To belabour the analogy: No one is getting rid of roads, or forcing you to sell your car, or saying you have to make do with a clunker if you can afford a nice car, or telling your employer to take away your company car, or co-opting your limo and driver (should you have such) to drive the poor around town.
The whole transportation system will remain in place. The whole health care system will remain in place.
What is being proposed is the equivalent of a bus line. There are folks who have no cars. Maybe they pay for taxis (expensive, one-time uses of the system) — or they walk, making do without any sort of motorized help. Unless there is a public transit system.

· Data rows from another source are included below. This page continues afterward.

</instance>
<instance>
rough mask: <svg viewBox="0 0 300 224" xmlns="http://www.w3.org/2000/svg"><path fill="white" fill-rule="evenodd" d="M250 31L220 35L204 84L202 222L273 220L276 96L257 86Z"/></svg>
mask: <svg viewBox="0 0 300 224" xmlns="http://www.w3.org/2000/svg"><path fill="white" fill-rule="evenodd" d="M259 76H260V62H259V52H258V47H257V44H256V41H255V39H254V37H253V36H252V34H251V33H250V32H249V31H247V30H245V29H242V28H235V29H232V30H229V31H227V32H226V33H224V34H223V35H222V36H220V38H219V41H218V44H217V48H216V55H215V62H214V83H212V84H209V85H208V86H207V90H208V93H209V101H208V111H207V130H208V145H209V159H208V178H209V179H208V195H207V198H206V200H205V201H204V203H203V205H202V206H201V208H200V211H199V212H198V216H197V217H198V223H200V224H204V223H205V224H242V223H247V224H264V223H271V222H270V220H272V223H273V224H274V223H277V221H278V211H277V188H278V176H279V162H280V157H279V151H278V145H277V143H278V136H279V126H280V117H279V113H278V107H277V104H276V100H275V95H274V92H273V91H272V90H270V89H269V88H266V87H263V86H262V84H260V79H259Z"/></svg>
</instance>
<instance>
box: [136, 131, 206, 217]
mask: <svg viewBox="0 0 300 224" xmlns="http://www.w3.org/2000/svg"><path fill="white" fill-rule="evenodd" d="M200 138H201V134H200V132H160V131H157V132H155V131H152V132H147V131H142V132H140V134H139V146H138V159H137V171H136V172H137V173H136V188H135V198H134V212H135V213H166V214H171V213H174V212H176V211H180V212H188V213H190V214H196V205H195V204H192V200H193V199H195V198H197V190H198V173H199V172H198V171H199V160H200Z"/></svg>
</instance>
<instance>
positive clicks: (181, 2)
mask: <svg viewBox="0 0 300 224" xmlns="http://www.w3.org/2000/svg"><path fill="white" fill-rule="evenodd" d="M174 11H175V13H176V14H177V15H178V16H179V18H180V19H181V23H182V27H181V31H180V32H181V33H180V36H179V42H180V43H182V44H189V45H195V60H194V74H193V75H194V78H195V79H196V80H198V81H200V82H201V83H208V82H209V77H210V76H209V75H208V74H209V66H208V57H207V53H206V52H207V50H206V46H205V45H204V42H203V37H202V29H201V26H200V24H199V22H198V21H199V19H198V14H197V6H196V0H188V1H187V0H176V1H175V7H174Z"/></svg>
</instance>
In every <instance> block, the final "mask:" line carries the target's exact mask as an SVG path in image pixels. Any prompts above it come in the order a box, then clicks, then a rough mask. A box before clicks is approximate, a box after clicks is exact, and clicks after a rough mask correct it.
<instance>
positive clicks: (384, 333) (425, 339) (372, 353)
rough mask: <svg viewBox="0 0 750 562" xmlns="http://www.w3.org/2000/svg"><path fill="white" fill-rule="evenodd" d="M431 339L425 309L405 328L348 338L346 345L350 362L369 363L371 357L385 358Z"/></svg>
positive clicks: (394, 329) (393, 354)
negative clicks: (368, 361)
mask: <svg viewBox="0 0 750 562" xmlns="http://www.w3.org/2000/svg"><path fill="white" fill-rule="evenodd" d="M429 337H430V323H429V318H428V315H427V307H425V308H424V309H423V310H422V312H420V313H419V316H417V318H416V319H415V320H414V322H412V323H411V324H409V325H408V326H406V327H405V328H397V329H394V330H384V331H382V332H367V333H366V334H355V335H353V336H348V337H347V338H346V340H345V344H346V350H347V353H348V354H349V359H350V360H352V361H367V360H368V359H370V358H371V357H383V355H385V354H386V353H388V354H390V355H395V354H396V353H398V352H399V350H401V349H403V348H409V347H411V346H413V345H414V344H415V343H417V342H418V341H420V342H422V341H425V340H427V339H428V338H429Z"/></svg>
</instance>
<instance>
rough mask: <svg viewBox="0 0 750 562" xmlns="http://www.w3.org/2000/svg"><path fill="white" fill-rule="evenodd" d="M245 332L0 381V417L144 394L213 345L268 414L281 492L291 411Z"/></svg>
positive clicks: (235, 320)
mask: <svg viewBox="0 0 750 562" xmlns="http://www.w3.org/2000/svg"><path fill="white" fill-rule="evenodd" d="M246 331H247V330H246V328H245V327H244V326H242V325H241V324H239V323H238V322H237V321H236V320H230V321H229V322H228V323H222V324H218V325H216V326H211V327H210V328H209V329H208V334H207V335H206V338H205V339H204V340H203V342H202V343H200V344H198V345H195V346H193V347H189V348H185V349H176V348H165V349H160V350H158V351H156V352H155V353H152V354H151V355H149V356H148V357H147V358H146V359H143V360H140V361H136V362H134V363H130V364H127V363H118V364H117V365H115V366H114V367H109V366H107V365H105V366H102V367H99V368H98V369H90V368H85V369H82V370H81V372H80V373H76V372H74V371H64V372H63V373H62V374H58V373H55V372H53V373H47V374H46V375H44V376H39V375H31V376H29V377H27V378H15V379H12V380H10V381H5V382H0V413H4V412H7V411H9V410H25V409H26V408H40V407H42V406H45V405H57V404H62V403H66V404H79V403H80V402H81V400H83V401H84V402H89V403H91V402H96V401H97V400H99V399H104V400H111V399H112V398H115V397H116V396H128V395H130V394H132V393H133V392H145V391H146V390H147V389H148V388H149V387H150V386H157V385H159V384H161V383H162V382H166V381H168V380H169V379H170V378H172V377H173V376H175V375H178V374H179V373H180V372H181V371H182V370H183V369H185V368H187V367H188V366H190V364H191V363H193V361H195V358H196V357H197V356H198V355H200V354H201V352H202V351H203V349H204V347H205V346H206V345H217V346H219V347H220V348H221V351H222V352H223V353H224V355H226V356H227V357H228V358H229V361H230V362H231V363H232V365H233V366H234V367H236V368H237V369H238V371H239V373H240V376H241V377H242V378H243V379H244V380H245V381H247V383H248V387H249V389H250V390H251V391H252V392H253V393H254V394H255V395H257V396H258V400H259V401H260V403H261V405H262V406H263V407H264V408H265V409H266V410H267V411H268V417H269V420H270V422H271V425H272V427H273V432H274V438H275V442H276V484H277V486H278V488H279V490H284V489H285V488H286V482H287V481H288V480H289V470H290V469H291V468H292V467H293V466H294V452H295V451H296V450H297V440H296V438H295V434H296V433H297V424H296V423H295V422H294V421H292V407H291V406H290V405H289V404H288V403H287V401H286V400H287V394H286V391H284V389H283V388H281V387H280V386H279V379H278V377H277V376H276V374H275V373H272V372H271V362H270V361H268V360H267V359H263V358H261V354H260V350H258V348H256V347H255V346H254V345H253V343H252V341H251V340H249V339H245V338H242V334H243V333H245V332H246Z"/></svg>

And public transit isn’t free — you have to buy a token, or a bus pass, or something, but you chip in a bit and the gov’t chips in a bit and it’s not the best solution, it’s not a cushy ride, and you have to share — but it’ll get you there.
The public option for health care, as presented, and so far as I understand it, is like a public transit system for health care:
It’ll use the existing infrastructure. It won’t displace private, personal modes of navigating this infrastructure unless you choose to forgo those means. But if your employment changes (a job loss or a case of under-employment) or if you currently have nothing and can afford a token fee, there might soon be a way for you to use the same system the rest of us enjoy.
This is the argument and analogy that I think proponents of the proposed system should be making: The Public Health Care Option is like the Bus — and no one is going to force you to give up your “Car”, if you have one — but there needs to be a ‘bus service’ health care option for the folks who don’t have or can’t afford anything else.